In 2021, South Dakota Trust Company gave another $5,000 to the PAC, and the PAC in turn donated $15,000 to Governor Noem. In 2022, South Dakota Trust Company gave $6,300 to the PAC. The PAC then contributed $2,500 to Noem and $1,500 to her Democrat challenger, Representative Jamie Smith of Sioux Falls. The PAC also spread $4,700 total among 15 legislative candidates; one was Rohl, now an incumbent, who received $750. Wismer had challenged him to a rematch. Rohl won again, this time by 59-41%.
Regulating the trust industry in South Dakota
Since 1997, the trust task force brought at least one set of proposals to nearly every legislative session. One of those exceptions was 2022. The task force’s current chairman, Carl Schmidtman of Sioux Falls, said however that the absence wasn’t because of the Pandora Papers.
The Pandora Papers did prompt a U.S. House of Representatives committee to focus some of its attention on South Dakota’s trust environment. SDTA’s board of directors and director Afdahl responded in separate letters. Afdahl provided direct answers, while SDTA’s letter went farther, saying that the attention was misplaced.
Wrote the SDTA board, “The suggestion that South Dakota law and/or South Dakota trust companies promote illicit activities is nonsense, ignores the truth, and is offensive. All South Dakota state-chartered trust companies must comply with the requirements of federal law, South Dakota law, and regulatory guidance from the South Dakota Division of Banking.”
The SDTA letter added, “The Pandora Papers authors acknowledged, in numerous reports, that despite having millions of pages of stolen information and their review of approximately 80 trusts linked to South Dakota, they did not find any evidence of wrongdoing or illegal activity. This is a positive testament to the state’s trust industry as well as the South Dakota Division of Banking.”
Afdahl told the SDTA audience in October that the Pandora Papers had led him to review the records, searching for what the division’s examiners might have missed.
He found nothing.
“There was no ‘there’ there at the end of the day. We looked at every account that was cited, and the due diligence was done,” Afdahl said. “Whether someone liked that someone brought their money to the United States or not, we can debate that. But the point is to follow the law that’s been outlined here today, and we all have to do our part to make sure we protect your individual institution, but also the reputation of the state.”

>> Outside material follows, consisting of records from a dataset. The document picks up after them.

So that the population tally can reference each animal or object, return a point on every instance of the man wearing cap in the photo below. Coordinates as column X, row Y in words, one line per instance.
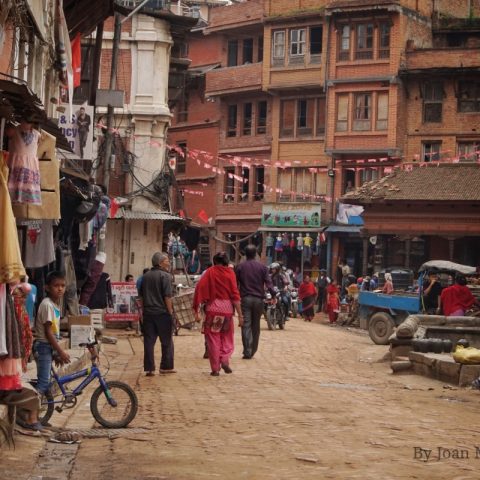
column 156, row 298
column 253, row 278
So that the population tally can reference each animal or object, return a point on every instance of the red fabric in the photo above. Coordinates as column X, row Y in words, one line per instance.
column 333, row 302
column 10, row 382
column 76, row 60
column 456, row 297
column 113, row 207
column 306, row 290
column 218, row 282
column 220, row 346
column 202, row 215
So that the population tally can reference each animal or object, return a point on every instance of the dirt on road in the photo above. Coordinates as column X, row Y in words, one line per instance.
column 314, row 403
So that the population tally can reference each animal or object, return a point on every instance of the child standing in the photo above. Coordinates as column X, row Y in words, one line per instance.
column 47, row 330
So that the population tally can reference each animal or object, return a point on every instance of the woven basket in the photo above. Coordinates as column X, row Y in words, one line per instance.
column 183, row 308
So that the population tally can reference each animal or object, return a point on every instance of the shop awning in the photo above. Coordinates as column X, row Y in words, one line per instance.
column 17, row 100
column 343, row 229
column 199, row 71
column 134, row 215
column 291, row 229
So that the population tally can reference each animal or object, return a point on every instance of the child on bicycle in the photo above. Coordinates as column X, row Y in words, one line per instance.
column 47, row 331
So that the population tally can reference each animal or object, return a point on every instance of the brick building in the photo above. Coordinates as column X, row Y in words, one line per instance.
column 328, row 96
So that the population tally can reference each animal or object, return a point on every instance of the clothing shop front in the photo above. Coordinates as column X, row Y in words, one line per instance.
column 293, row 235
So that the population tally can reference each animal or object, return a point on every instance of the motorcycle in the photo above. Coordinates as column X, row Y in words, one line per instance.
column 274, row 310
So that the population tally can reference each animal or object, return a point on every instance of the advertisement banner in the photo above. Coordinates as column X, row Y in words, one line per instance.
column 291, row 215
column 78, row 130
column 124, row 303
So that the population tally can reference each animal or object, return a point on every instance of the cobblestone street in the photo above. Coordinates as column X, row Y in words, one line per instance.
column 314, row 403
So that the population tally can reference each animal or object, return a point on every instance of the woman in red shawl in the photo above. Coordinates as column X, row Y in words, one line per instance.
column 333, row 301
column 217, row 291
column 457, row 299
column 307, row 294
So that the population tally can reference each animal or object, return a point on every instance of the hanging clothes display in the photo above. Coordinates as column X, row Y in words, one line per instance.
column 11, row 265
column 307, row 250
column 11, row 364
column 24, row 178
column 39, row 244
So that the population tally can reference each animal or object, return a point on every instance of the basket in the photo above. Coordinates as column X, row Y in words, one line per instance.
column 183, row 308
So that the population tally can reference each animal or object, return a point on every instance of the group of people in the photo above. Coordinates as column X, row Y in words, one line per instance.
column 222, row 291
column 452, row 301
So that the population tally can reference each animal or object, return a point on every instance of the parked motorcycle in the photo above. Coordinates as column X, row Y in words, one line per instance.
column 274, row 310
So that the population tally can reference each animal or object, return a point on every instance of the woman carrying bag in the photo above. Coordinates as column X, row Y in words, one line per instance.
column 217, row 290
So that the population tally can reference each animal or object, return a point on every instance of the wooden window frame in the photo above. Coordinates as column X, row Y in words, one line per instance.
column 278, row 59
column 362, row 113
column 433, row 95
column 232, row 121
column 365, row 52
column 344, row 54
column 261, row 122
column 428, row 154
column 228, row 185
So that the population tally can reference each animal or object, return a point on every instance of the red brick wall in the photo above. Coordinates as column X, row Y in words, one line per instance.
column 199, row 135
column 455, row 126
column 110, row 22
column 124, row 71
column 234, row 14
column 242, row 77
column 205, row 49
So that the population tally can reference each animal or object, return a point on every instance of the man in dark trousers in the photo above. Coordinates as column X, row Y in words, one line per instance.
column 253, row 278
column 156, row 299
column 83, row 124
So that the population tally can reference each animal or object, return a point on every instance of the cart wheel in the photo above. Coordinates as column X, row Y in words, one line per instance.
column 380, row 327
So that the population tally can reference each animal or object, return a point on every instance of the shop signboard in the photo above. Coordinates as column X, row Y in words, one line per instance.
column 124, row 303
column 78, row 130
column 300, row 215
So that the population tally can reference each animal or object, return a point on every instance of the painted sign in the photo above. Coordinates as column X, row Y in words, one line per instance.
column 124, row 303
column 291, row 215
column 78, row 130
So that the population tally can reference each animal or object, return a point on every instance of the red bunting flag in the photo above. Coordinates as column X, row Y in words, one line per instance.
column 202, row 215
column 76, row 60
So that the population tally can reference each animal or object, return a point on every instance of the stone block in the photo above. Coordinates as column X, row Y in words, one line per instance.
column 447, row 370
column 400, row 351
column 468, row 373
column 422, row 358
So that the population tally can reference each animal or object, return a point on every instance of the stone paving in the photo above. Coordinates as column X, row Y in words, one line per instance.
column 314, row 403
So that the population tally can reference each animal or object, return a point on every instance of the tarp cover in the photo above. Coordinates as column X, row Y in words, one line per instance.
column 446, row 265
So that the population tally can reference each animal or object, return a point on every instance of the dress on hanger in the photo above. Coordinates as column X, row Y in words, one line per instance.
column 11, row 265
column 24, row 179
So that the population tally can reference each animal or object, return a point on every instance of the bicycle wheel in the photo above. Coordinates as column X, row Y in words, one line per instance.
column 120, row 415
column 44, row 414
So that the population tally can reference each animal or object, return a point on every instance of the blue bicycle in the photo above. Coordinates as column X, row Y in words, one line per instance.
column 113, row 404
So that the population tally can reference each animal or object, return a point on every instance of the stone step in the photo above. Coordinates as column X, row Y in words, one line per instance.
column 442, row 366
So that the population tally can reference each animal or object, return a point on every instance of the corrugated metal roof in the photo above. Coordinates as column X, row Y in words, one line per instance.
column 448, row 182
column 134, row 215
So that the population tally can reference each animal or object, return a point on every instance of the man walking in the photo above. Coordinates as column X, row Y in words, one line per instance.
column 252, row 278
column 83, row 124
column 322, row 284
column 156, row 298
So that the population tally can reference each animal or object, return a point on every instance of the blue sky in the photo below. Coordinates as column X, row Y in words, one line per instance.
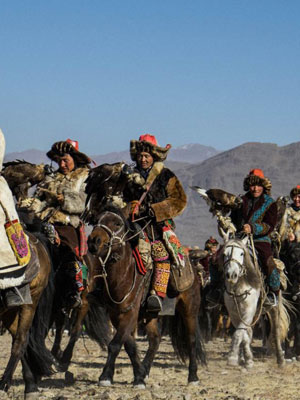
column 219, row 73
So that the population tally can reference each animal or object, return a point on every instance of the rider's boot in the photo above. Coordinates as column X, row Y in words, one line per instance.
column 273, row 282
column 17, row 296
column 154, row 303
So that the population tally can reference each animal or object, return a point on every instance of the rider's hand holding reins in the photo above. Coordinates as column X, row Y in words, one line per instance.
column 247, row 228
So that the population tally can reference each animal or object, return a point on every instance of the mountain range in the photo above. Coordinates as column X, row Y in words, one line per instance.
column 204, row 166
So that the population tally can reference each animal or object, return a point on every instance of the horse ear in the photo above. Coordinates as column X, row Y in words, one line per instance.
column 245, row 240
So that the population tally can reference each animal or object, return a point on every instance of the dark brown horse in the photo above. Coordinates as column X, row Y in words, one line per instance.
column 21, row 320
column 92, row 316
column 123, row 291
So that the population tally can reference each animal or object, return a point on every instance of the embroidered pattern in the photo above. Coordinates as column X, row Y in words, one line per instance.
column 161, row 277
column 159, row 252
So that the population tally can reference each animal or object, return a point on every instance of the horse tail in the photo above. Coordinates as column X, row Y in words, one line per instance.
column 38, row 357
column 179, row 337
column 96, row 324
column 283, row 316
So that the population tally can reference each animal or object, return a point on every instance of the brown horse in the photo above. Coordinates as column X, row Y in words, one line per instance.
column 92, row 316
column 19, row 320
column 123, row 291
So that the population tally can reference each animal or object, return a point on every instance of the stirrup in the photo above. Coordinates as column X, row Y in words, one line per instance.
column 271, row 300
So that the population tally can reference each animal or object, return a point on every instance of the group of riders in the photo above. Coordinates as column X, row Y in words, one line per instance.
column 156, row 193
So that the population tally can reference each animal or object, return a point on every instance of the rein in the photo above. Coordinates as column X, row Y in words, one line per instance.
column 115, row 236
column 247, row 292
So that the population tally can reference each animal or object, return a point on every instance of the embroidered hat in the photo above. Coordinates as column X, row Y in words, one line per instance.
column 295, row 191
column 59, row 149
column 210, row 243
column 257, row 177
column 148, row 143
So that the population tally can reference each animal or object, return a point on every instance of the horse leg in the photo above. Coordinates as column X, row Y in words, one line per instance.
column 246, row 345
column 154, row 339
column 18, row 324
column 59, row 330
column 274, row 315
column 138, row 369
column 233, row 356
column 31, row 388
column 74, row 335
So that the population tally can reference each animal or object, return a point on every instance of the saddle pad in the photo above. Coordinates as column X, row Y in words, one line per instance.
column 182, row 279
column 168, row 306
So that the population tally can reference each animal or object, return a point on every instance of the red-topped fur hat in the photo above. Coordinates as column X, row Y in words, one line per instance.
column 148, row 143
column 59, row 149
column 257, row 177
column 210, row 243
column 295, row 191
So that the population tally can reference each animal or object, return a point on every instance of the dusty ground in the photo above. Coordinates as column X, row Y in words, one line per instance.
column 168, row 378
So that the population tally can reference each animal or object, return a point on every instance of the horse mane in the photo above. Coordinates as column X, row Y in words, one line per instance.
column 16, row 162
column 252, row 276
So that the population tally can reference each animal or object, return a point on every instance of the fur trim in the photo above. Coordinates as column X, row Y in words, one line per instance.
column 252, row 180
column 295, row 191
column 11, row 282
column 157, row 152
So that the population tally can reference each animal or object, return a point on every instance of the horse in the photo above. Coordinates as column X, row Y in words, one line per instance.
column 92, row 316
column 28, row 334
column 123, row 288
column 244, row 299
column 291, row 258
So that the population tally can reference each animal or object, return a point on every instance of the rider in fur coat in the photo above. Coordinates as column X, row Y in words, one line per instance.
column 258, row 216
column 154, row 191
column 290, row 226
column 58, row 202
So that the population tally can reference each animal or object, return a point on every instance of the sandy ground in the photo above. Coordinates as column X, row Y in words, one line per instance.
column 168, row 378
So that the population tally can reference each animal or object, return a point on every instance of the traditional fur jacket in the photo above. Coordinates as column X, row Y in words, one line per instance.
column 290, row 223
column 166, row 195
column 260, row 214
column 72, row 186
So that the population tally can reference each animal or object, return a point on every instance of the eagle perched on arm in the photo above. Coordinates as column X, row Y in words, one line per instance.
column 219, row 200
column 21, row 175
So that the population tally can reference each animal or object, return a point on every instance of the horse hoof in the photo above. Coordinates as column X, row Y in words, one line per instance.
column 140, row 386
column 232, row 362
column 69, row 378
column 105, row 383
column 32, row 396
column 193, row 383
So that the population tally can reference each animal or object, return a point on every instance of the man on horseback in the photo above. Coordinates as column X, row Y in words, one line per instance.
column 290, row 226
column 156, row 193
column 258, row 216
column 58, row 202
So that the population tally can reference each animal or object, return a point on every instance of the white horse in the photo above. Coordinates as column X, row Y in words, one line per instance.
column 244, row 296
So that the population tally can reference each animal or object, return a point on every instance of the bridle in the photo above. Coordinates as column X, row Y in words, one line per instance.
column 231, row 259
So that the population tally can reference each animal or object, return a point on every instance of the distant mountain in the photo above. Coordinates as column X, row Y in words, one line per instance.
column 225, row 170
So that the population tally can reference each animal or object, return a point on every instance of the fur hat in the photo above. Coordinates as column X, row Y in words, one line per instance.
column 210, row 243
column 257, row 177
column 148, row 143
column 59, row 149
column 295, row 191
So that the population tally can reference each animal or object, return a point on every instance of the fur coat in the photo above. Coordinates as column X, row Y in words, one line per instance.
column 166, row 195
column 261, row 215
column 72, row 186
column 290, row 223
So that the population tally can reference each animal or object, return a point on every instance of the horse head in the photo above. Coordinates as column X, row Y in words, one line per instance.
column 104, row 186
column 107, row 239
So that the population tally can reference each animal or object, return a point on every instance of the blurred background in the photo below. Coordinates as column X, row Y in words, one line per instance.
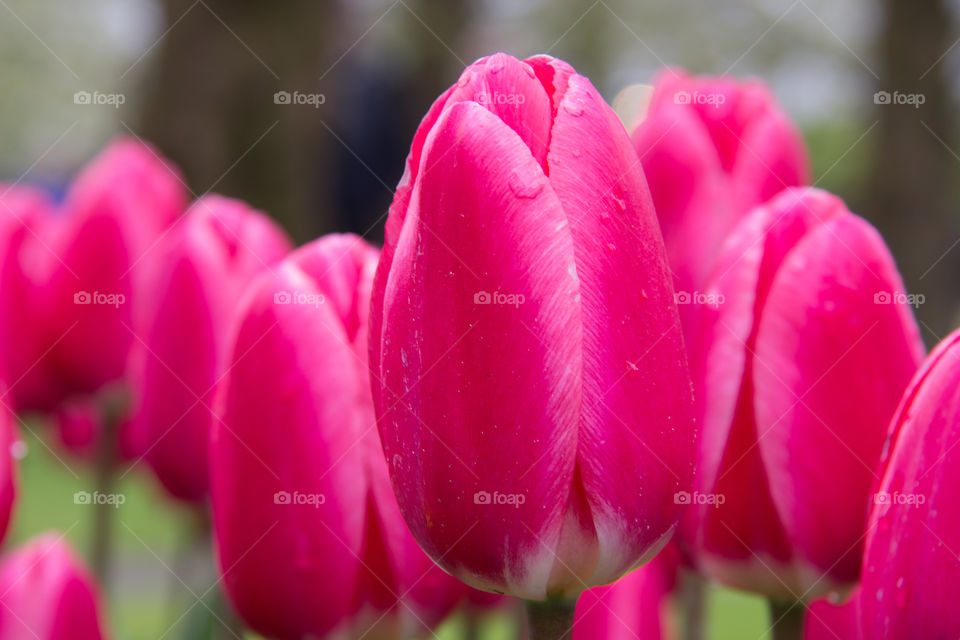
column 306, row 110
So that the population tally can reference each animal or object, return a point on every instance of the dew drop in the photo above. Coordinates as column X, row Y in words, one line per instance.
column 573, row 108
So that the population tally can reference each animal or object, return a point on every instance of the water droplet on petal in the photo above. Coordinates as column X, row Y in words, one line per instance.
column 525, row 188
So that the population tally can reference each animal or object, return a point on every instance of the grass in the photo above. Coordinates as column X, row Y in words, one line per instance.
column 153, row 544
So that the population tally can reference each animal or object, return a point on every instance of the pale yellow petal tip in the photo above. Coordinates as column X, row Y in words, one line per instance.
column 632, row 103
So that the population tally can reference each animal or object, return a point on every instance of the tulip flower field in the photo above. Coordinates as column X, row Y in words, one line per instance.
column 594, row 369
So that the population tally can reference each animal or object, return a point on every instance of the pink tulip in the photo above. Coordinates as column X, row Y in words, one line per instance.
column 827, row 621
column 8, row 436
column 204, row 264
column 713, row 148
column 910, row 562
column 26, row 218
column 79, row 423
column 529, row 374
column 633, row 608
column 309, row 536
column 115, row 210
column 46, row 594
column 801, row 356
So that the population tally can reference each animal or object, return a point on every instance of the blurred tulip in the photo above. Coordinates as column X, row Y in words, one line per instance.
column 712, row 148
column 204, row 265
column 309, row 537
column 8, row 437
column 529, row 373
column 79, row 422
column 910, row 562
column 47, row 594
column 114, row 211
column 633, row 608
column 804, row 348
column 26, row 219
column 827, row 621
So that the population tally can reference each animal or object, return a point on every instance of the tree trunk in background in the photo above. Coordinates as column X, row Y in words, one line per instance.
column 210, row 104
column 211, row 97
column 913, row 195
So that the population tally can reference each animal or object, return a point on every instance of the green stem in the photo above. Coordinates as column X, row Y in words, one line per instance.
column 551, row 620
column 693, row 598
column 104, row 481
column 787, row 619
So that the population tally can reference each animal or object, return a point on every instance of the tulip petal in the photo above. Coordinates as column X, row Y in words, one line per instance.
column 821, row 329
column 521, row 390
column 910, row 560
column 636, row 436
column 277, row 556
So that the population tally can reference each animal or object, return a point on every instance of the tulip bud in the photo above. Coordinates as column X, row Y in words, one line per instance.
column 46, row 594
column 204, row 264
column 800, row 357
column 8, row 438
column 712, row 148
column 828, row 621
column 529, row 374
column 114, row 211
column 309, row 536
column 910, row 560
column 26, row 217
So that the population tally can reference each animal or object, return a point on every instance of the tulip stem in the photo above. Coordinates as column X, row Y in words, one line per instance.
column 551, row 620
column 694, row 599
column 786, row 619
column 105, row 477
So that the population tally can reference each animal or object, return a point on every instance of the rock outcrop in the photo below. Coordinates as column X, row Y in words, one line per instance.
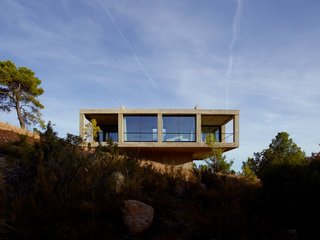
column 137, row 216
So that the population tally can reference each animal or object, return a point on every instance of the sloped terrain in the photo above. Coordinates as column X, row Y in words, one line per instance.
column 9, row 133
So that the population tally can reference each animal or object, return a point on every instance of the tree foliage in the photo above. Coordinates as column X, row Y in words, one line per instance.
column 91, row 131
column 19, row 89
column 216, row 160
column 281, row 151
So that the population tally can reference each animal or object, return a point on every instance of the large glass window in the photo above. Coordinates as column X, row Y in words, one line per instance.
column 179, row 128
column 215, row 130
column 140, row 128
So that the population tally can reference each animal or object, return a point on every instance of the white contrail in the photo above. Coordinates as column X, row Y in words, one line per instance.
column 235, row 35
column 76, row 59
column 130, row 47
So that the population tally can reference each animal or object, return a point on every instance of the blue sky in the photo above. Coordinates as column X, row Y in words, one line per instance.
column 261, row 57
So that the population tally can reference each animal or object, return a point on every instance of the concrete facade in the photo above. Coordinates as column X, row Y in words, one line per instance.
column 225, row 123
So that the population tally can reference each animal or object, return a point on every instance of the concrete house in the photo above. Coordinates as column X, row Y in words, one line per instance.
column 165, row 135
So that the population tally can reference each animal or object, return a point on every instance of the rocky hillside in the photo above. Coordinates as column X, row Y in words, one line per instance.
column 9, row 133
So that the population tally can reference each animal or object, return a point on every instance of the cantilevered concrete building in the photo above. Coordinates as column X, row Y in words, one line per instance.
column 165, row 135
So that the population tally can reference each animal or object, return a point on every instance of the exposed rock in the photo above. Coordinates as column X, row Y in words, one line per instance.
column 137, row 216
column 119, row 181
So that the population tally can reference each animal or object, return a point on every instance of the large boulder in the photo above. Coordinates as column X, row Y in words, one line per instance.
column 137, row 216
column 119, row 181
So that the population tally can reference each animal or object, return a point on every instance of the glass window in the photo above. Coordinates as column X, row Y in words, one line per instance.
column 140, row 128
column 179, row 128
column 215, row 130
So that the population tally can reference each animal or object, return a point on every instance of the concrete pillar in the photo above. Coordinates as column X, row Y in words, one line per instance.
column 81, row 125
column 236, row 129
column 120, row 128
column 198, row 128
column 223, row 133
column 160, row 127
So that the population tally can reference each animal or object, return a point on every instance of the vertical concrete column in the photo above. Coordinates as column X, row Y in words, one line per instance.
column 81, row 125
column 223, row 133
column 198, row 128
column 160, row 126
column 120, row 127
column 236, row 129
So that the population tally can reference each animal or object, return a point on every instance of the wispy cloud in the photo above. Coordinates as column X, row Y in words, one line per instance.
column 235, row 35
column 125, row 39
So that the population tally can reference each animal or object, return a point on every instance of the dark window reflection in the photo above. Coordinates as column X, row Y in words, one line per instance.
column 140, row 128
column 179, row 128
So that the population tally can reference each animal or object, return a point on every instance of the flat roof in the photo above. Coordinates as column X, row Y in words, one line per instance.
column 155, row 111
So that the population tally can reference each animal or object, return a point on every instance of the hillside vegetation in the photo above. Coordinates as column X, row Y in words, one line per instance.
column 53, row 189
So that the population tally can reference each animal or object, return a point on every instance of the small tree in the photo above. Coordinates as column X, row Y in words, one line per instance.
column 91, row 130
column 216, row 160
column 247, row 172
column 19, row 89
column 281, row 151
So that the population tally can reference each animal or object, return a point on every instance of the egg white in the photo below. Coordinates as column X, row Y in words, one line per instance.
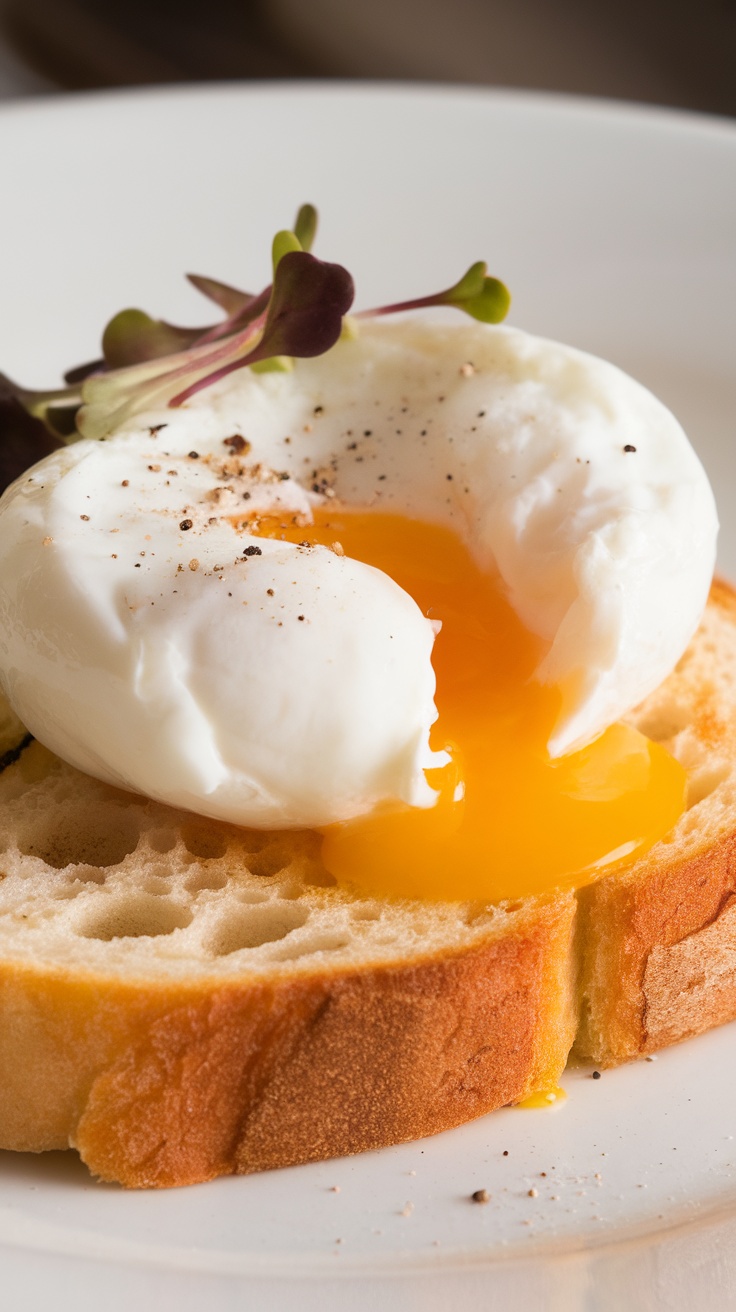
column 294, row 686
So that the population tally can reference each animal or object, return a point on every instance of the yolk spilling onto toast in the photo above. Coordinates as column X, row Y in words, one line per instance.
column 508, row 820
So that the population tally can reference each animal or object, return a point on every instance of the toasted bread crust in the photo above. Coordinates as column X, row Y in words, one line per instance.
column 171, row 1076
column 162, row 1085
column 659, row 958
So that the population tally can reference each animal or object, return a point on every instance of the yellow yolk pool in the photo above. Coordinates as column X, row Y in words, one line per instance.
column 509, row 821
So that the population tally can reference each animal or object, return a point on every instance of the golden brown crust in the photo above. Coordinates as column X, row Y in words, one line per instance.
column 657, row 941
column 167, row 1081
column 168, row 1085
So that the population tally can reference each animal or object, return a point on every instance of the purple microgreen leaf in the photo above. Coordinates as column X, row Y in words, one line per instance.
column 306, row 307
column 479, row 295
column 223, row 295
column 133, row 337
column 24, row 437
column 305, row 316
column 306, row 226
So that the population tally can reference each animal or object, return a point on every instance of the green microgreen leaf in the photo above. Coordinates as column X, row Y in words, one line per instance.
column 306, row 226
column 150, row 364
column 479, row 295
column 305, row 316
column 284, row 242
column 133, row 337
column 223, row 295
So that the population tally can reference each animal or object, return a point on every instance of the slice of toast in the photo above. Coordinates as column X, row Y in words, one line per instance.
column 659, row 941
column 183, row 999
column 180, row 999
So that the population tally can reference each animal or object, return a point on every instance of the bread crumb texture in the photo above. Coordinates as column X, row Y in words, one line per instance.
column 183, row 999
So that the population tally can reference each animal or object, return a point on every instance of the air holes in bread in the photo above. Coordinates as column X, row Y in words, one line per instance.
column 365, row 912
column 316, row 877
column 163, row 840
column 251, row 926
column 705, row 781
column 204, row 841
column 135, row 916
column 323, row 942
column 664, row 723
column 268, row 862
column 95, row 835
column 202, row 879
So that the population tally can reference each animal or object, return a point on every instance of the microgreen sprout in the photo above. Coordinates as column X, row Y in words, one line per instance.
column 479, row 295
column 150, row 364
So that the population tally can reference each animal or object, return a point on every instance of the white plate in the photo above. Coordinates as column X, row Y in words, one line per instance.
column 615, row 230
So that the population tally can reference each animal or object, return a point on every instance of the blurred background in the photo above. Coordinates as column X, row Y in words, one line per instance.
column 680, row 53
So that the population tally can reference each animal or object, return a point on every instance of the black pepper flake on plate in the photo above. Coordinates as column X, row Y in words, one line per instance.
column 236, row 442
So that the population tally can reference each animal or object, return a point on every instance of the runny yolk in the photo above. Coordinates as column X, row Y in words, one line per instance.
column 508, row 820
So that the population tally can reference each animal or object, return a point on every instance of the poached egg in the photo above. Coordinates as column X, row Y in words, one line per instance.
column 403, row 593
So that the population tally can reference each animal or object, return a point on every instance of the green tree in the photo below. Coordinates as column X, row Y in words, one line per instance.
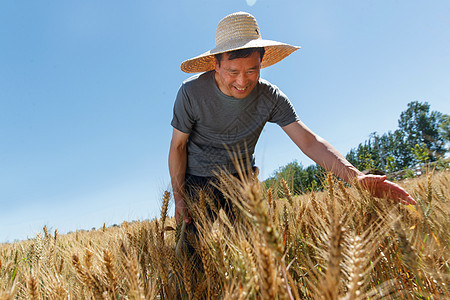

This week, the nearly-annual legislation from the trust industry began its way through the lawmaker process at the South Dakota Capitol. A Senate committee heard about the more than 500 white-collar jobs and the $5 million trusts paid in South Dakota bank franchise tax last year.
The prime sponsor of SB-95, Republican Sen. Lee Schoenbeck, introduced the bill to the committee and handed off to Terra Larson, a Pierre lawyer who lobbies for the South Dakota Trust Association. Larson in turn handed off to Jennifer Bunkers, a Sioux Falls lawyer and a member of the governor’s task force on trusts.
Bunkers portrayed the bill as routine, saying it dealt with such things as electronic execution of documents and updates some statutory references. “This is our mostly annual bill,” she said. She said the committee didn’t need her to go through its 17 pages. “We don’t see these as controversial changes at all.”
The fourth person to testify was state banking director Afdahl. “We are the friendly regulator of all those trust companies,” he said, and then suggested to the committee to vote for the bill.
No one testified against it. None of the nine senators asked a question about it. Schoenbeck made a final set of comments before the 8-1 vote to send it to the full Senate, where it later passed 33-2.
“The annual bill is an important part of that process so we can stay on the cutting edge,” he said. “It is a regulated industry.”